Em primeiro plano, vale ressaltar que a legislação lacunar é um fator alarmante em questão. De acordo com John Locke, filósofo contratualista, as leis fizeram-se para os homens e não para as leis, ou seja, uma lei ao ser criada deve ter como objetivo oferecer justiça e diferença para as pessoas. No entanto, a realidade brasileira encontrada não é a mesma proposta por Locke, já que, segundo a cobrança publicada pelo Blog do AFTM, mais de 60 milhões de brasileiros não tem acesso à internet, mesmo com a existência da Constituição que garante os direitos, como: a igualdade. Diante do exposto, fica nítida a presença de uma população injustiçada e desigual, como reflexo de um poder executivo falho e irresponsável, o qual oferece uma lei e não a nacional.

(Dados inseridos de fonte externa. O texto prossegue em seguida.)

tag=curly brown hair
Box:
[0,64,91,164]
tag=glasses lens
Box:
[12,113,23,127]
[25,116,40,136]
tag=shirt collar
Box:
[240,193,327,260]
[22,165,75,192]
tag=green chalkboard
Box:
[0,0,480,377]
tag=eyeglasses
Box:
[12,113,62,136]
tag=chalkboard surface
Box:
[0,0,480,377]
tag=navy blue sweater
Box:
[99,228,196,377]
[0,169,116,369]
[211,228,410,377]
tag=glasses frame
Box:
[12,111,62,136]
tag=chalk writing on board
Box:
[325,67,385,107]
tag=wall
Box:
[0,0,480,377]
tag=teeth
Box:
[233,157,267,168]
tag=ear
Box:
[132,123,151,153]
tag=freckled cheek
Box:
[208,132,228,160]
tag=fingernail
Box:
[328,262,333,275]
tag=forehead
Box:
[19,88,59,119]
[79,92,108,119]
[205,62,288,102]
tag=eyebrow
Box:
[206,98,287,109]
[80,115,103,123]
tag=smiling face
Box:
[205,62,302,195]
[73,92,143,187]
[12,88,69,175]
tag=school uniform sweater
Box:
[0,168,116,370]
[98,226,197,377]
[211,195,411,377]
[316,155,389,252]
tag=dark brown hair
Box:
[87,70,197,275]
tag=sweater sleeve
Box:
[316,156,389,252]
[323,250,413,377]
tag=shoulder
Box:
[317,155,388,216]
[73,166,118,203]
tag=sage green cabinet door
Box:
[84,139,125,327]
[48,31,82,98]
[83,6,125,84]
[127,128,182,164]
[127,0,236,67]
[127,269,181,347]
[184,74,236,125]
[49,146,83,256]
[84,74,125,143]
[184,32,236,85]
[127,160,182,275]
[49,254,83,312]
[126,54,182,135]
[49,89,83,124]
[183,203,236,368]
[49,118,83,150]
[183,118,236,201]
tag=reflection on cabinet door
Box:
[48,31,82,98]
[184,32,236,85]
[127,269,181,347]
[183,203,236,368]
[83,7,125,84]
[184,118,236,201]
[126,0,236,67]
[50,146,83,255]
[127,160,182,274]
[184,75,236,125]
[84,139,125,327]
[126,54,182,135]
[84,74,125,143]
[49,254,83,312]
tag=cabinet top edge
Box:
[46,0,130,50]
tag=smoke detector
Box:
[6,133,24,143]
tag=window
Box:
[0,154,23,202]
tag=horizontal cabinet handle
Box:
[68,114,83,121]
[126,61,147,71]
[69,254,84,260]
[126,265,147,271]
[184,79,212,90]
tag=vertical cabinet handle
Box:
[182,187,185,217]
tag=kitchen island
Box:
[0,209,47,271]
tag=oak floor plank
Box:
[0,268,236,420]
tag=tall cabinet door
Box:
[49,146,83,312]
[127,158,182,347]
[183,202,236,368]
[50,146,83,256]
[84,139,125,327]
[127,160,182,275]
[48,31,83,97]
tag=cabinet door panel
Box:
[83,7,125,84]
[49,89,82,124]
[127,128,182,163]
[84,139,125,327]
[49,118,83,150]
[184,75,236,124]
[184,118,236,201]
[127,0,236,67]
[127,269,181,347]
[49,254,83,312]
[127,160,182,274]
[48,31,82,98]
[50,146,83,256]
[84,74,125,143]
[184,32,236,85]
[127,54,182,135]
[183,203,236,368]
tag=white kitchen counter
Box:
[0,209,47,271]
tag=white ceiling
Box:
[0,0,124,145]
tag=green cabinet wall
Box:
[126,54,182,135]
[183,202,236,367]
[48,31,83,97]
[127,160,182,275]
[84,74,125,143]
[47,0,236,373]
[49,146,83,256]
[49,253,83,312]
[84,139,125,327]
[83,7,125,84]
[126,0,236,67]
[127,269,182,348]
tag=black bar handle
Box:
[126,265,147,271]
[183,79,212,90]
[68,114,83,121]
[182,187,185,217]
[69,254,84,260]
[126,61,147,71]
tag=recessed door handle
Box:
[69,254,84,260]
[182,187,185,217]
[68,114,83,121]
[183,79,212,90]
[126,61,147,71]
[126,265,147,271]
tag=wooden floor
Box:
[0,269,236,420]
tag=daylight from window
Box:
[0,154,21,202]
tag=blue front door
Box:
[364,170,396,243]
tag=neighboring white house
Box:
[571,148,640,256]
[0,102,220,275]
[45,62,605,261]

Ademais, a mentalidade atrasada de uma parcela da população é também forte contribuinte do tema descutido. Segundo a Instituição Ipsos Mori, o Brasil já foi considerado o país mais alienado do mundo, o que explica a proposta de governos estaduais em dar continuidade ao ano letivo através da modalidade EAD, ignorando o fato de que mais de 40% das residências não possuem acesso nem a computadores, de acordo com os dados do site Mundo Educação, acentuando o senso de alienação e egoísmo daqueles que possuem privilégio sobre os demais. Assim, é urgente que a informação sobre o tema seja popularizada para que possa combater o problema.

Mediante os fatos, é preciso, portanto, que o Poder Judiciário, seja mais rigoroso como Poder Executivo, através de maior fiscalização das leis existentes e sua aplicação na realidade, com o objetivo de torná-las mais eficazes e justas, sem a necessidade de criação de novas para um mesmo fim. Além do Ministério da Cidadania, orgão responsável pelo desenvolvimento social, tornar obrigatório uma propaganda por dia sobre os problemas de acesso à internet no país, com dados e fatos, meios midiáticos e televisivos, com o intuito de popularizar o assunto e conscientizar as pessoas da triste realidade do país, propondo maior respeito e igualdade. Acredita-se que essas formas são possíveis amenizar e até superar a questão do acesso à internet no Brasil e manter o “corpo biológico” em perfeito funcionamento.